Washington should offer to normalize diplomatic and economic relations with Iran, and pledge to refrain from efforts at forcible regime change. In exchange, Tehran would be expected to open its nuclear program to rigorous, on-demand international inspections to guarantee that no nuclear material was diverted from peaceful purposes.

We have little to lose by proposing a deal — unless we let negotiations drag on endlessly. Making an offer to Tehran and indicating that it would remain on the table for a maximum of six months would have no significant downside. If the Iranians rejected the proposal — or if they simply stalled — all other options would still be available. If they accepted the agreement, we would have a reliable way to prevent Iran from joining the ranks of the nuclear-weapons powers.

Consider the alternatives. The use of pre-emptive air strikes against Iran’s nuclear installations is the worst, most dangerous strategy. Weekly Standard Editor William Kristol lobbies for such strikes with an almost unfathomable disregard for their likely consequences. “Yes, there would be repercussions,” writes Kristol, “and they would be healthy ones, showing a strong America that has rejected further appeasement.”

Yet even fellow hawk Charles Krauthammer admits that attacking Iran would have highly unpleasant results. According to Krauthammer, the costs of such an attack “will be terrible.” He predicts that oil prices would spike to at least $100 and possibly as much as $150 a barrel, triggering a global economic recession “perhaps as deep as the one triggered by the Iranian revolution of 1979.”

At most, such strikes would delay, not eliminate, Tehran’s program, and at the cost of thousands of Iranian civilian casualties. There is also a grave risk that Iran would retaliate with terrorist attacks and perhaps even more drastic measures, such as trying to close the Strait of Hormuz to shipping altogether, preventing any Persian Gulf oil from getting through.

Attacking Iran would also further alienate Muslim populations around the world, creating the very real prospect of a war of civilizations. If the United States attacks yet another Islamic country, most Muslims from Morocco to Malaysia will be convinced that Washington is out to destroy their way of life.
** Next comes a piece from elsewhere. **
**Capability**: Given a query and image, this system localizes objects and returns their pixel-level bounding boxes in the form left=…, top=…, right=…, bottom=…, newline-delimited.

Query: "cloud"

Another alternative is to intensify efforts to subvert Iran’s clerical regime. The United States already has a modest program designed to do that, embodied in the Iran Freedom Support Act, but Americans who assume that the clerical government can be easily dislodged from power are indulging in the same fantasy they embraced about the supposed ease of nation-building in Iraq. We should not repeat that folly.

According to enthusiastic proponents of regime change, such as American Enterprise Institute activist Michael Ledeen, Iranian public opposition to the mullahs is so strong that a U.S. propaganda offensive combined with financial and logistical assistance to prospective insurgents would topple the regime. Ledeen boasts, “Give me $20 million and you’ll have your revolution.”

Iranian dissidents themselves, while hardly enamored of the theocracy, are also wary of a U.S. political embrace. Iranian human rights activist Emad Baghi complained recently: “We are under pressure from both the hardliners [in Iran’s judiciary] and that stupid George Bush.”

A U.S. subversion program would have unintended negative consequences, undermining the domestic legitimacy of the Iranian dissidents who might otherwise gain power some day. And even if the effort to topple the mullahs somehow succeeded, there is no certainty that a democratic Iran would choose to remain non-nuclear. The threat of further proliferation in the volatile Persian Gulf region would remain.

The Bush administration’s most likely initial response will be to seek a U.N. Security Council resolution imposing economic sanctions on Tehran. But as we’ve seen in Iraq, North Korea and elsewhere, sanctions have a poor record of getting regimes to abandon high-priority policies. Even if Russia and China could be induced to overcome their reluctance to endorse meaningful sanctions, such measures are unlikely to halt Iran’s quest for nuclear weapons.

If all else fails, the choice remains to accept reluctantly Iran as a member of the global nuclear weapons club and rely on the deterrent power of America’s vast nuclear arsenal. While that strategy is not without risk, the United States has successfully deterred other volatile and unsavory regimes, most notably Maoist China during the Cultural Revolution. That course, however, could not prevent the proliferation of nuclear weapons throughout the Middle East. Iran’s neighbors would seek to counter Tehran’s new capability in kind, and Washington would clearly like to avoid that outcome.

Alas, U.S. policymakers have no silver bullet. They have only a choice among problematic options. Some choices, though, are clearly better than others. Pursuing a grand bargain is the best option available, and we should at least give it a shot.